Spector is the undisputed master of puns in Japan’s 芸能界 (geinōkai, entertainment world). Twitter, with its 140-character limit, is ideal for this kind of humor, and Spector currently boasts close to 1.5 million followers, enough to secure a toehold on 42nd place overall in Japan — no small feat.
Spector tells me he tweets “between five and 10 times a day,” sometimes saving the more quirky ones for night.
“I try to have one in the morning, too, for commuters,” he says. “To avoid mistakes, I never tweet out directly but type it elsewhere and then copy and paste after making absolutely sure it is accurate and adapts the best phraseology, since, as you know, you can’t edit tweets later, you can only delete them.” Are you reading this, Mr. President?
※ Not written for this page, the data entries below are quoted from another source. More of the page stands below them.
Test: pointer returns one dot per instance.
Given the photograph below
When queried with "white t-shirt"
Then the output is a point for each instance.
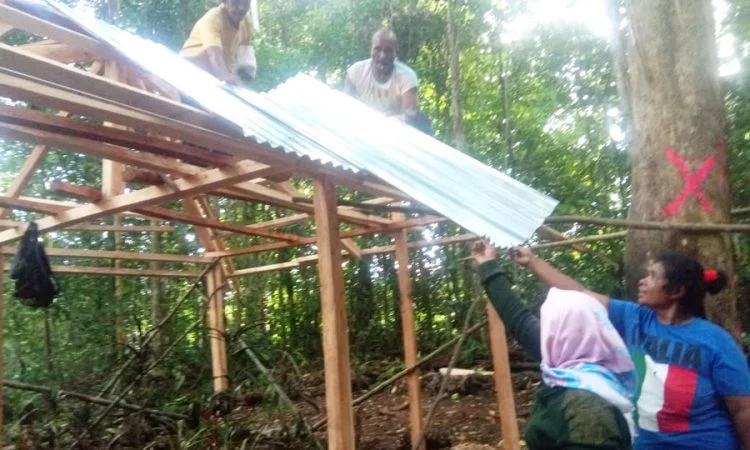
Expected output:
(385, 97)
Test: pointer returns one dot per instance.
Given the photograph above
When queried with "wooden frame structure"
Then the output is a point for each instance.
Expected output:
(140, 131)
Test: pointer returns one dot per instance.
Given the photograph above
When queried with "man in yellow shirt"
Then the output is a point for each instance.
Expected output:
(221, 42)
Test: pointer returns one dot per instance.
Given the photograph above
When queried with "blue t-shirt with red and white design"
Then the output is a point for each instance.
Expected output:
(683, 371)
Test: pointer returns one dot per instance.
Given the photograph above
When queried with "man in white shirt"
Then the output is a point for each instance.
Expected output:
(385, 83)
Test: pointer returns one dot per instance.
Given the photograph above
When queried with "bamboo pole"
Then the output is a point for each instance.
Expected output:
(216, 330)
(409, 334)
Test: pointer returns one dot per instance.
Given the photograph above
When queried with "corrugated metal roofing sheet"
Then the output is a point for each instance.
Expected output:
(308, 118)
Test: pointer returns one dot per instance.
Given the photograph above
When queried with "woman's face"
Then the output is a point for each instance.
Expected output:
(651, 288)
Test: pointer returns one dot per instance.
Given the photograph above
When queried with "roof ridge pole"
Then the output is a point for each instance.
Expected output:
(333, 309)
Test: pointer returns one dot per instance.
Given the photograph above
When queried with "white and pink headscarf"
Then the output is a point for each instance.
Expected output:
(581, 349)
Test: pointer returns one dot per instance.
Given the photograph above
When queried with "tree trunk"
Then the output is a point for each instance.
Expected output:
(457, 119)
(678, 162)
(617, 44)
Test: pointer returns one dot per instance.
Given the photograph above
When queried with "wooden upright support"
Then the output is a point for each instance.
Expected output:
(506, 405)
(410, 336)
(216, 331)
(333, 309)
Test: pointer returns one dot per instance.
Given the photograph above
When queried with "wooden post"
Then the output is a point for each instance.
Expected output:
(410, 337)
(216, 330)
(506, 405)
(333, 310)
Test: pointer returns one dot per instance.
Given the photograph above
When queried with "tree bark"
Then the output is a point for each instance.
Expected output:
(678, 119)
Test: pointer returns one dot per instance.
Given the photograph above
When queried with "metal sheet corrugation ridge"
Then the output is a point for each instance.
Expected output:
(309, 119)
(456, 185)
(204, 89)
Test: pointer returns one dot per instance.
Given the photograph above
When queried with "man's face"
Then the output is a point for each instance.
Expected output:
(237, 9)
(383, 53)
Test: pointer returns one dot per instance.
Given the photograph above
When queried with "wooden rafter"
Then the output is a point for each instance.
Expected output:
(63, 53)
(5, 29)
(193, 217)
(4, 223)
(243, 191)
(53, 93)
(121, 272)
(43, 28)
(120, 255)
(196, 184)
Because of its huge number of homonyms, Spector feels Japanese is “arguably the best language in the world” for punning. “The word duplication is just too tempting to resist,” he says.
A few years ago Spector revealed his technique in an article in Flash magazine: とても小さいICレコーダーを24時間ずっと持ってて、思いついた時に吹き込むようにしてるんです (Totemo chiisai IC rekōdā o nijuyojikan zutto mottete, omoitsuita toki ni fukikomu yō ni shiteru-n-desu, “I always carry a very small IC voice recorder with me 24 hours a day, and when something occurs to me I record it.”).
Spector’s 2018 calendar features 145 “happy gags” and 12 famous quotes by U.S. presidents. Of his dajare, he said about 70 percent are newly written, with the rest gleaned from past tweets (“and somewhat edited for book style,” he adds). Spector even self- deprecatingly puns his surname in the title: 今日もデーブ・スベッター カレンダー (Kyō mo Dēbu Subettā karendā). すべる (suberu, slip, glide) in Japanese showbiz slang means to “bomb” or a joke falling flat.
The calendar retails for ¥1,960 including tax, and can be found in bookstores or ordered via Amazon Japan. A small price to pay for daily howls in the Year of the Dog.